Chestnutt: There’s no fear of anyone in NI going hungry
Ulster Farmers’ Union president Victor Chestnutt has urged for calm over fears of food shortages in Northern Ireland.
Images of empty shelves have been circulating on social media over the last two weeks as hauliers struggle to get supplies from Britain through newly-implemented customs to Northern Ireland.
One veterinary official showed documentation totalling six pages would be required to import a Gregg’s ham and cheese sandwich from GB to the EU.
‘We might not have the same choice, but we’ll not go hungry’
However, Chestnutt highlighted that as a net food exporter, Northern Ireland farms and agri-businesses produce adequate food to sustain the local population.
“We have seen now in two lockdowns that people seem to be more conscious about the provenance of the food they eat in their own houses than they are outside,” Chesnutt said.
“That’s a challenge for us going forward – to get the foodservice sector to support us as well as the retail sector are.

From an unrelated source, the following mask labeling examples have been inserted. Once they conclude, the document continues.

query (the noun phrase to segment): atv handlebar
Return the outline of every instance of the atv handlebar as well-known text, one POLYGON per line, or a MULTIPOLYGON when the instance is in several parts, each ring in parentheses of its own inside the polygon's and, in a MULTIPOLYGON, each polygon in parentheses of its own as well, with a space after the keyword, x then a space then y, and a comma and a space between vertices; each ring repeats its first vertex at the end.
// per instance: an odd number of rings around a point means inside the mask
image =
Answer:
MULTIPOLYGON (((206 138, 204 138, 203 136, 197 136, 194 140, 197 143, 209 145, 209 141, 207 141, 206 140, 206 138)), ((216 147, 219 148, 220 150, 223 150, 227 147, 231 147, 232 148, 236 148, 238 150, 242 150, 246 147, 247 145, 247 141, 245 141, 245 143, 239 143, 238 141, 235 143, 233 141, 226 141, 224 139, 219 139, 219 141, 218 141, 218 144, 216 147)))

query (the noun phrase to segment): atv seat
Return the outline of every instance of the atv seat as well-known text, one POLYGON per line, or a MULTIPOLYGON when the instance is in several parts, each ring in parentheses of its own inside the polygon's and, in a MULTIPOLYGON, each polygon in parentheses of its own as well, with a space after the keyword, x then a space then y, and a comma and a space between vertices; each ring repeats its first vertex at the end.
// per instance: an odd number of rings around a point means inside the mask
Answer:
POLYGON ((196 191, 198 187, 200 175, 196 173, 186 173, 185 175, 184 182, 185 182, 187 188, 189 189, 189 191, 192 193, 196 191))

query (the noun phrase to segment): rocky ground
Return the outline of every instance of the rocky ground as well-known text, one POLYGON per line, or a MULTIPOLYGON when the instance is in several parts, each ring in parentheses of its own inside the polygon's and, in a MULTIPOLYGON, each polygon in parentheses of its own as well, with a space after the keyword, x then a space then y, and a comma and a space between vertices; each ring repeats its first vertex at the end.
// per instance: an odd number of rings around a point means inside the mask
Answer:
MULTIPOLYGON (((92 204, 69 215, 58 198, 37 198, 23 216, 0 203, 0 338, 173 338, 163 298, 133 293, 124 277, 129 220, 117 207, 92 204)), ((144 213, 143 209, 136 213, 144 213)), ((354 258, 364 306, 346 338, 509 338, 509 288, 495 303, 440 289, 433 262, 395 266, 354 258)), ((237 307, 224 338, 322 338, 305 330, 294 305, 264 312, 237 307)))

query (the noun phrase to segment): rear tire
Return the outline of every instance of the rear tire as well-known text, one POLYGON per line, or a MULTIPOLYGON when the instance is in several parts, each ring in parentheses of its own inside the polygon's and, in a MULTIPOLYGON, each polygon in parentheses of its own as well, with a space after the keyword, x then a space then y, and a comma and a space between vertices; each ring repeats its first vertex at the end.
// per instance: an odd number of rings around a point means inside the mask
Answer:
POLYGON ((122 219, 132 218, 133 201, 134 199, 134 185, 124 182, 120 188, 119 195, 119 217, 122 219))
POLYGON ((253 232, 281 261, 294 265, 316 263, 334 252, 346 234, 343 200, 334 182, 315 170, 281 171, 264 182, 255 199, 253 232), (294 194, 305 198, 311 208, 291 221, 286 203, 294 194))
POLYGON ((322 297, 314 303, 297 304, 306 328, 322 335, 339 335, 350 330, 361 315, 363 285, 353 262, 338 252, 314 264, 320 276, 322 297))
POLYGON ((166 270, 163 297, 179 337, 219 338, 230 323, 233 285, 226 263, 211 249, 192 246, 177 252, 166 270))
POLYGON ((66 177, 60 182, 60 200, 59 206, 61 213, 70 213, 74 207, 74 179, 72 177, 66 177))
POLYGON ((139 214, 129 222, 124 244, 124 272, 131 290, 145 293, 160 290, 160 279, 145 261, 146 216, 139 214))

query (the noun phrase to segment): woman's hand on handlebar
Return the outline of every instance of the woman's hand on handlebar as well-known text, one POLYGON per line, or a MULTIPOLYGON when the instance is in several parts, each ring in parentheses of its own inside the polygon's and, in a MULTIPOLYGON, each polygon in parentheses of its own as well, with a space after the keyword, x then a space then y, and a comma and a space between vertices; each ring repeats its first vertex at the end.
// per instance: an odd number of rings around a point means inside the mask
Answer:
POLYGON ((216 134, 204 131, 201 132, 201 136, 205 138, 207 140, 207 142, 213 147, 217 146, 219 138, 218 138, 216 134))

I’ve heard some people saying Northern Ireland is going to run out of food. But I always go back to the fact that we are a region of 1.8 million people with 24,000 farms – a lot of them quite small and part-time – but yet we produce enough for 10 or 11 million people.
“So while we may not have the choice we are used to, I don’t think there is any fear of anybody in Northern Ireland going hungry provided we can keep our processing sector up and running.”
‘Jobs will be lost’
Chestnutt’s comments came just a day after Agriculture Minister Edwin Poots told BBC Radio Ulster’s Nolan Show schools and hospitals could face shortages of some food products.
“People can see the empty shelves and a lot of the fresh food that was coming from Great Britain – clearly there is an issue,” Minister Poots said.
“You also look at major companies supplying the like of canned food, they will be based in England. Over 50% of Northern Ireland’s trade is to GB and over 50% of Northern Ireland’s trade is from GB. So any interference in that trade is going to cause existing problems, and we are seeing that particularly in our supermarkets.
…It was made very clear to us by the suppliers to both hospitals and schools that if the current arrangement for supermarkets isn’t extended in a few months’ time that they will not be able to supply our hospitals and schools with food.
In a comment made online, following criticism of his comments, Poots added: “I met hauliers, supermarkets, and processors this week. Jobs will be lost in processing, costs of transportation will rise, a wide range of frozen/chilled foods will be unavailable after the temporary exemption period ends.”